What i m thinking....may be i m wrong 
FIRST Error
I guess two && operator is not allowed Consecutively becuase this may Conflict with logical operator &&

Second Error
I don't have any clue why i m getting Lvalue Error...How i m suppose to to change the contact value(by putting just braces) stored in "arr".. 


Guide me...Thank You.


----------



## arpanmukherjee1 (Oct 8, 2010)

*Re: Need Help With This C Code...*

first error

second error:
first line of this page


----------



## veddotcom (Oct 10, 2010)

*Re: Need Help With This C Code...*

Second Error:
it says "The & (address) operator yields a pointer to its operand. The operand must be an lvalue, a function designator, or a qualified name. It cannot be a bit field, nor can it have the storage class register"

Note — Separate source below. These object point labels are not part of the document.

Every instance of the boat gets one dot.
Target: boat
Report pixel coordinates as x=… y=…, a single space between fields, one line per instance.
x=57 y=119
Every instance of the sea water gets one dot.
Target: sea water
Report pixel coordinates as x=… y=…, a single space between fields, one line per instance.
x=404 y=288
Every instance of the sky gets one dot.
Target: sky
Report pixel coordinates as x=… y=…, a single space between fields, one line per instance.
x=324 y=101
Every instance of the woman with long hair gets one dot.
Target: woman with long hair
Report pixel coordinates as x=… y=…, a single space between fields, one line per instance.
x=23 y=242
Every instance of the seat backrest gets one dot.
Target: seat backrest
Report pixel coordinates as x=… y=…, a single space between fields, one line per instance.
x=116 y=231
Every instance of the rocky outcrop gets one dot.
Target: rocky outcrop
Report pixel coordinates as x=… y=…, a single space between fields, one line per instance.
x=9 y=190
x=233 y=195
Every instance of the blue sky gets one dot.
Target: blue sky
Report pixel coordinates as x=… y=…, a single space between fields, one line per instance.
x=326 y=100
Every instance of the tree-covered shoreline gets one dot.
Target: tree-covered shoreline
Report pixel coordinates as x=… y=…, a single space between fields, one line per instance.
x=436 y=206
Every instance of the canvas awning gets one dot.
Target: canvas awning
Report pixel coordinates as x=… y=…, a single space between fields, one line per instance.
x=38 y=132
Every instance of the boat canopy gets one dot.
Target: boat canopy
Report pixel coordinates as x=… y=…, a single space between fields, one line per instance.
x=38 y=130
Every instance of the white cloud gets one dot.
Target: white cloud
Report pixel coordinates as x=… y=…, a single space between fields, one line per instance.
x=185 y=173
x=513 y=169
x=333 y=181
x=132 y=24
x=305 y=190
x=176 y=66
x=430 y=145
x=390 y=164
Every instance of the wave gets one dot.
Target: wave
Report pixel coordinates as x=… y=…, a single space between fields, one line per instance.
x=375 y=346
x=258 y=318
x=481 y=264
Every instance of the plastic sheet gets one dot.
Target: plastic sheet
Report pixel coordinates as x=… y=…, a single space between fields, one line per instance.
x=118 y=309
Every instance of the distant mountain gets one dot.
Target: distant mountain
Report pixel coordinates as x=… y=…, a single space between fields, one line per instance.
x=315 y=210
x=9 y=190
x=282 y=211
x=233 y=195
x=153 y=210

I didn't understand why the (&*arr) is not Lvalue but &arr OR &(arr) is...

Also if you will put the code &(*&arr) instead of &(&*arr), the program runs well....


----------



## arpanmukherjee1 (Oct 11, 2010)

*Re: Need Help With This C Code...*



veddotcom said:


> Second Error:
> it says "The & (address) operator yields a pointer to its operand. The operand must be an lvalue, a function designator, or a qualified name. It cannot be a bit field, nor can it have the storage class register"
> 
> I didn't understand why the (&*arr) is not Lvalue but &arr OR &(arr) is...
> ...



& = address of operator
* = value of operator

address is absolute and cannot be referenced. address of address [&(&)] is not valid

&(*&arr)= address of ( value of (address of) )
it is same as "&arr"

&(&*arr)= address of ( address of (value of))
incomputable rvalue and hence operator cannot put result to lvalue 

if u still dont get it go through Pointers


----------



## Liverpool_fan (Oct 11, 2010)

*Re: Need Help With This C Code...*

Let's make an analogy.
Suppose A = YOU. 
Now &A = Your Address.
If & mean address of, so whatever is passed to it, it returns it's address. 
Now if you say &(&A), it means return the address of &A. Which practically means:
 Return the Address of the Address of A. Does that make any sense? You can have your home address where you reside, but does your home address have an address where it lives?
I hope I made it clear.


----------



## The Conqueror (Oct 13, 2010)

*Re: Need Help With This C Code...*

Misleading Title. This is NOT a C Code. It is infact a C++ Code .


----------